È interessante osservare che, anche nello di uno status quo finanziario, una delle cicatrici dello shock economico del 2020 si manifesterà nei notevoli fabbisogni di finanziamenti di governi in forti deficit, che non potranno ancora fare a meno dell’eccessivo sostegno delle Banche Centrali. Il sostegno incondizionato di queste ultime dovrebbe consentire di evitare tensioni eccessive sui mercati obbligazionari, che le finanze pubbliche della maggior parte dei paesi non riuscirebbero a sostenere.

Resta il fatto che nell’universo obbligazionario preferiamo ancora focalizzarci sulle obbligazioni corporate, quando offrono rendimenti soddisfacenti e affidabili. Tuttavia, questo impegno illimitato delle Banche Centrali prima o poi solleverà il problema del valore intrinseco delle valute, create quindi con il solo scopo di finanziare i deficit. Riteniamo che il dollaro, in particolare, sia attualmente vulnerabile di fronte a questa prospettiva. In contropartita, un indebolimento della valuta statunitense rappresenterebbe un miglioramento delle condizioni finanziarie per quei paesi che si finanziano e commerciano in dollari, tra cui in primis figurano le economie emergenti. A questo beneficio si aggiungerebbe, quanto meno nell’ambito di influenza della Cina, il duplice vantaggio di una gestione efficace della crisi sanitaria in grado di consentire la ripartenza più rapida delle economie, oltre a un posizionamento invidiabile in molti ambiti della sfera tecnologica, compreso quello delle energie alternative (in particolare per i veicoli elettrici).

Riteniamo inoltre che l’eventuale indebolimento del dollaro, e forse di altre valute che si trovano ad affrontare le stesse sfide, giustificherebbe un orientamento al rialzo del prezzo dell’oro nel corso del 2021.

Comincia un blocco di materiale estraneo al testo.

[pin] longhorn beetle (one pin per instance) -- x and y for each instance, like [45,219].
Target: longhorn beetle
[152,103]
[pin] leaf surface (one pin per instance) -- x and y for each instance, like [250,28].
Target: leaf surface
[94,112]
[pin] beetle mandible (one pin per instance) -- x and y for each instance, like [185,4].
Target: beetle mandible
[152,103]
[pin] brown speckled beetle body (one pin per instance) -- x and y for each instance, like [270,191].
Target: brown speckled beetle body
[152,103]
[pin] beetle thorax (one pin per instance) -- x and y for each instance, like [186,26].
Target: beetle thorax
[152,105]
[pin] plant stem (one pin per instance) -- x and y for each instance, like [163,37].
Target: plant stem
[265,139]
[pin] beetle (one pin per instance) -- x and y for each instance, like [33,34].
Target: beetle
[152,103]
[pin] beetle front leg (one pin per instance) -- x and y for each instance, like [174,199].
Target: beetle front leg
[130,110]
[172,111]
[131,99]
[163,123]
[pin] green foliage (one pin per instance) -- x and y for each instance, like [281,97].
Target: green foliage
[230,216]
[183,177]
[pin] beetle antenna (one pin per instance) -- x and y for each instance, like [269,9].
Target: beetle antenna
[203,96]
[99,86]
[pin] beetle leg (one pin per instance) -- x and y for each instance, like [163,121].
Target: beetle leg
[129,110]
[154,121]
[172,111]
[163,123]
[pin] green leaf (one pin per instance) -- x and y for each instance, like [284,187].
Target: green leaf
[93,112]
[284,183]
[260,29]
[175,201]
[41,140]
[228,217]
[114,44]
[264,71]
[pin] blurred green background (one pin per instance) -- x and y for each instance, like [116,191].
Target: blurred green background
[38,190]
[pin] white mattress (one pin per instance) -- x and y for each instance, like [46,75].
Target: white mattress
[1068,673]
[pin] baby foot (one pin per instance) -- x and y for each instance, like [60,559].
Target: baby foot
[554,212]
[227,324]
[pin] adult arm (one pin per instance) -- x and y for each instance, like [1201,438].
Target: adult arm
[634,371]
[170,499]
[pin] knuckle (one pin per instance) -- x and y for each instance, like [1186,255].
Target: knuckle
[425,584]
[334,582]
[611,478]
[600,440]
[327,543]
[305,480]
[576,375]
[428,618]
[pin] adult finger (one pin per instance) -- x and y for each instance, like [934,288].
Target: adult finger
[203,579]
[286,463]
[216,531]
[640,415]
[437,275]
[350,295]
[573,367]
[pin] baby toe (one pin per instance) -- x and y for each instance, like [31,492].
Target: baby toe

In conclusione, la fine del “contesto anomalo” del 2020 legittima il fatto che le valutazioni dei settori eccessivamente penalizzati durante la crisi possano tornare rapidamente a normalizzarsi. Ma indipendentemente da questa correzione, bisogna tenere presente che è la crescita degli utili aziendali sul lungo periodo a continuare a dettare legge sulla performance del mercato azionario. Tuttavia in un contesto di tassi d’interesse mantenuti a livelli molto bassi, di attività economica ancora ridotta a livello globale, e di peggioramento degli squilibri macroeconomici, la crescita resterà strutturalmente scarsa e fragile. È per questo motivo che i nostri portafogli globali continuano a essere incentrati su quattro linee direttrici “anti fragili”: le azioni di aziende con visibilità sulla crescita, la Cina e la sua area d’influenza, le società leader coinvolte nella transizione energetica e le miniere aurifere.